Proposal could alter student loan repayment
April 30, 2002
Rachel Norgaard is one of many students working her way through school with the help of the federal government.
The junior in civil engineering from Ankeny is in her second year, facing five more in pursuit of an architecture degree. By the time she graduates, Norgaard will have paid, with the help of scholarships and loans, approximately $20,000 in tuition alone.
This year, Norgaard took out a $1,600 federally subsidized loan and a $1,300 Perkins loan to help offset the cost of attending college.
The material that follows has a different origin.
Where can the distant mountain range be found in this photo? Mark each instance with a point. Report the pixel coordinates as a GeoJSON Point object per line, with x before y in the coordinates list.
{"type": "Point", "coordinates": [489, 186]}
The loans ease her current burden and defer payment until after graduation.
“So far, scholarships and loans have paid for everything,” Norgaard said. “I depend a lot on my loans – I like not worrying about paying them until I get out of school.”
Norgaard said she also plans to consolidate her loans when she graduates, which is common among people who depend on the help of the federal government to pay for school.
“After graduation, I’ll have so many other things, so much growing up to do,” she said. “That will be one less thing I’ll have to worry about.”
Norgaard may have to worry more about consolidating her loans after graduation, however, if a proposal from President Bush to eliminate fixed interest rates on consolidated student loans passes, according to a New York Times article.
Bush recommended to leading House Republicans that they support an end to the current program, which allows college graduates to combine student loans at a fixed interest rate and take up to 30 years to repay the money.
Instead, the consolidated loans would be offered at variable rates, changing from year to year, which would increase the repayment amount of the loan.
Earl Dowling, director of student financial aid, said although nothing is certain at this point, the proposal will hurt students who borrow money from the federal government to pay for college if it becomes law.
“It will affect our students,” he said. “The number, I don’t know. At first read, I don’t believe I’d be recommending we support this proposal.”
Dowling said he has not seen Bush’s proposal itself, but from the Times article he has two problems with what he knows about it.
First, he said, the proposal intends to increase the cost of loan consolidation.
“The Financial Aid Office supports and encourages students to consolidate their student loans,” he said. “Consolidating student loans offers a cost-effective way for students to manage financial obligations.”
With the current program, Dowling said students with consolidated loans do not have to worry if the interest rate goes up, because they have a guaranteed interest rate.
Changing the interest rate every year would increase the cost to students, he said, but only those who have yet to consolidate loans.
“Regardless of what happens, any change would not affect students and graduates who have already consolidated their loans,” he said.
The other problem with the proposal is it charges students for that financial aid, Dowling said.
The federal government currently has a $1.3 billion deficit in the Pell Grant program, he said, which provides grants to low-income students pursuing bachelor’s degrees. The deficit would be covered by funneling funds from loan repayments into the Pell Grant program.
“This proposal would pull out Pell Grant student financial aid by effectively raising interest rates on loans to students,” he said. “If that’s so, we need to take a hard look at that proposal.”
Students facing repayment of student loans must remember one thing: At this point, it is only a proposal, Dowling said.
“It’s been offered in the House, and it has a long way to go before it’s considered a law,” he said.